6/ Resultados: Mesmo com dados limitados, descobrimos que o modelo pode adquirir mapeamentos palavra-referência a partir de meras dezenas a centenas de exemplos, generalizar a zero para novos conjuntos de dados visuais e conseguir um alinhamento multimodal. Mais uma vez, a aprendizagem genuína de línguas é possível a partir de... pic.twitter.com/FCHfZCqftr
- Wai Keen Vong (@wkvong) 1 de fevereiro de 2024
Wai Keen Vong, cientista investigador do Centro de Ciência de Dados da NYU, discutiu a novidade desta abordagem, afirmando: "Mostramos, pela primeira vez, que uma rede neuronal treinada com base nesta informação realista do ponto de vista do desenvolvimento de uma única criança pode aprender a associar palavras às suas contrapartes visuais".
Ao abordar as questões com que se confrontam os modelos modernos de IA generativa, Vong afirmou: "Os actuais sistemas de IA de última geração são treinados utilizando quantidades astronómicas de dados (frequentemente milhares de milhões/triliões de palavras) e, no entanto, os seres humanos conseguem aprender e utilizar a linguagem com muito menos dados (centenas de milhões de palavras), pelo que a ligação entre estes avanços na aprendizagem automática e a aquisição da linguagem humana não é clara".

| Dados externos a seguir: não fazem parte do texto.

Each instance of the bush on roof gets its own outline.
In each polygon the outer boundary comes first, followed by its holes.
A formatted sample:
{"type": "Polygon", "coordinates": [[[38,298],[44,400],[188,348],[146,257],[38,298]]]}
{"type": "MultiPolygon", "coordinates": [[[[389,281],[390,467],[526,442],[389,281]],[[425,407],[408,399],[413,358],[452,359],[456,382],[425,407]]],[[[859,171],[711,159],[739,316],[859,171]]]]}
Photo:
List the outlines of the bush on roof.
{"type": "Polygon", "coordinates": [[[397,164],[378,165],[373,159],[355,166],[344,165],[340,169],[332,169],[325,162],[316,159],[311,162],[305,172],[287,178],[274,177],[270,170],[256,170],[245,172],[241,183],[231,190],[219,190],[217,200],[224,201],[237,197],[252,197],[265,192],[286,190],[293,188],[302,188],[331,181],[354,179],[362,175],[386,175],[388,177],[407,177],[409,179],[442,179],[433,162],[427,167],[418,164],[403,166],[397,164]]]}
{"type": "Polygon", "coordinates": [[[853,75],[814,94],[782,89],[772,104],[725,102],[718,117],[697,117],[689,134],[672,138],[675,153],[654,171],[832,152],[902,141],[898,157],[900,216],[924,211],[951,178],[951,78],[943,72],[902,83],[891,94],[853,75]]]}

O interesse por métodos novos e "leves" de aprendizagem automática está a aumentar. Por um lado, modelos monolíticos colossais como o GPT-3 e o GPT-4 têm imensas exigências de poder que não são fáceis de satisfazer.
Em segundo lugar, a criação de sistemas de IA bio-inspirados é fundamental para conceber modelos ou robôs que "pensem" e "se comportem" autenticamente como nós.
Vong também reconheceu as limitações do estudo, observando: "Uma ressalva é que a entrada de linguagem para o modelo é texto, não o sinal de fala subjacente que as crianças recebem".
Este estudo desafiou os modelos tradicionais de formação em IA e contribuiu para o debate em curso sobre as formas mais eficazes de imitar a aprendizagem biológica.
O interesse por este tema vai aumentar à medida que os modelos colossais de IA começarem a mostrar limitações para o futuro.